There was no reason why I should have become the friend of these people. We were opposed in character and temperament, but somehow we seemed to suit. There was little reflection on either side; certainly there was none on mine; at that time I was incapable of any; my youth was a vague dream, and my friends were the shadows on the dream. I saw and understood them only as one sees and understands the summer clouds when, lying at length in the tall grass, one watches the clouds curl and uncurl. In such mood, visit succeeded visit, and before I was aware, the old Squire who walked about the downs in a tall hat died, and my friends moved into the family place, distant about a hundred yards--an Italian house, sheltered among the elms that grew along the seashore. And in their new house they became to me more real than shadows; they were then like figures on a stage, and the building of the new wing and the planting of the new garden interested me as might an incident in a play; and I left them as I might leave a play, taking up another thread in life, thinking very little of them, if I thought at all. Years passed, and after a long absence abroad I met them by chance in London.

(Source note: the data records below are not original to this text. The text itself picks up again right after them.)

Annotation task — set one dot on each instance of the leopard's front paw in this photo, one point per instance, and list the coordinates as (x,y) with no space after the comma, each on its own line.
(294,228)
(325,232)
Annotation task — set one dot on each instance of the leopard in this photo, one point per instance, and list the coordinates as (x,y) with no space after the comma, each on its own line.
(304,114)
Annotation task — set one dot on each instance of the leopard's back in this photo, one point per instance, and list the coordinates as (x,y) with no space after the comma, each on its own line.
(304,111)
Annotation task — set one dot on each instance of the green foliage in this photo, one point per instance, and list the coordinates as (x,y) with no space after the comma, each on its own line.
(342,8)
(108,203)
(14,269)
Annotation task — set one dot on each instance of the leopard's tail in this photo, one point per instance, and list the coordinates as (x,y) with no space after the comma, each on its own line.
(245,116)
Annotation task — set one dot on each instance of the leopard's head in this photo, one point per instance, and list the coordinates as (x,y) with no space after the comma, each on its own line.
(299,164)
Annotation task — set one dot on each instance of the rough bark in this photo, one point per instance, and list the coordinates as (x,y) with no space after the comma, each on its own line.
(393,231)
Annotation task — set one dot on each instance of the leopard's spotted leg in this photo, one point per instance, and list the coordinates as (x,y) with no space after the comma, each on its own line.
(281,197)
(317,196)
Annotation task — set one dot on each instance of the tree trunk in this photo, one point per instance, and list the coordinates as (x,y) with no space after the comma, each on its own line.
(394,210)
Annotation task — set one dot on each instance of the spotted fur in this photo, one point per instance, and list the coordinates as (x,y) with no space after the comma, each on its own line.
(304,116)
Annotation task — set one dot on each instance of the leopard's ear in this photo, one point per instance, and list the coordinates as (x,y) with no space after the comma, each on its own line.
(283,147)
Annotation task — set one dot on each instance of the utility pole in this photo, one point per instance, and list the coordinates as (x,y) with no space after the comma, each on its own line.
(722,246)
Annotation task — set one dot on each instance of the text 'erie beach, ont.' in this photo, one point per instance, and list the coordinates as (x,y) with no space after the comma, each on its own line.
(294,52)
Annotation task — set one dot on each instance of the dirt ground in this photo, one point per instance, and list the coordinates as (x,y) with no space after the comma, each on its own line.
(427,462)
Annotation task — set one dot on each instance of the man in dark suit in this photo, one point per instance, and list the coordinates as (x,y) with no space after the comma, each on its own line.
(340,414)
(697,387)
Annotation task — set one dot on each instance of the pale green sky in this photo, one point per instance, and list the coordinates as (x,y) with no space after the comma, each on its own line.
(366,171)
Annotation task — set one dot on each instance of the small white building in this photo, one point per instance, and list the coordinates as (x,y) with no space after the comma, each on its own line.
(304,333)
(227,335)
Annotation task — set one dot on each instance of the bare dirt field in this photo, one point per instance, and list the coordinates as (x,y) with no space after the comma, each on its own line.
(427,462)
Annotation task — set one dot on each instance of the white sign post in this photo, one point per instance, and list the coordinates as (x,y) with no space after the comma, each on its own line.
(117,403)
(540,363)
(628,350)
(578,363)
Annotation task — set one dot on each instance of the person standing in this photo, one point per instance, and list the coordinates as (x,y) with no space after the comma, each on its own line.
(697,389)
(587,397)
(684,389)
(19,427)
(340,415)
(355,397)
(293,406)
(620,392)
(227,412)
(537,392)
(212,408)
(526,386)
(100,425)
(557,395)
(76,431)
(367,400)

Again visit succeeded visit. My friends were the same as when I had left them; their house was the same, the conduct of their lives was the same. I do not think I was conscious of any change until, one day, walking with one of the girls in the garden, a sensation of home came upon me. I seemed always to have known these people; they seemed part and parcel of my life. It was a sudden and enchanting awaking of love; life seemed to lengthen out like the fields at dawn, and to become distinct and real in many new and unimagined ways. Above all, I was surprised to find myself admiring her who, fifteen years ago, had appeared to me not a little dowdy. She was now fifty-five, but such an age seemed impossible for so girl-like a figure and such young and effusive laughter. I was, however, sure that she was fifteen years older than when I first saw her, but those fifteen years had brought each within range of the other's understanding and sympathy. We became companions. I noticed what dresses she wore, and told her which I liked her best in. She was only cross with me when I surprised her in the potting-shed wearing an old bonnet out of which hung a faded poppy. She used to cry: "Don't look at me, Kant. I know I'm like an old gipsy woman."
"You look charming," I said, "in that old bonnet."
She put down the watering-can and laughingly took it from her head. "It is a regular show."
"Not at all. You look charming when working in the greenhouse.... I like you better like that than when you are dressed to go to Brighton."
"Do you?... I thought you liked me best in my new black silk."
"I think I like you equally well at all times."
We looked at each other. There was an accent of love in our friendship. "And strange, is it not," I said, "I did not admire you half as much when I knew you first?"
"How was that? I was quite a young woman then."
"Yes," I said, regretting my own words; "but, don't you see, at that time I was a mere boy--I lived in a dream, hardly seeing what passed around me."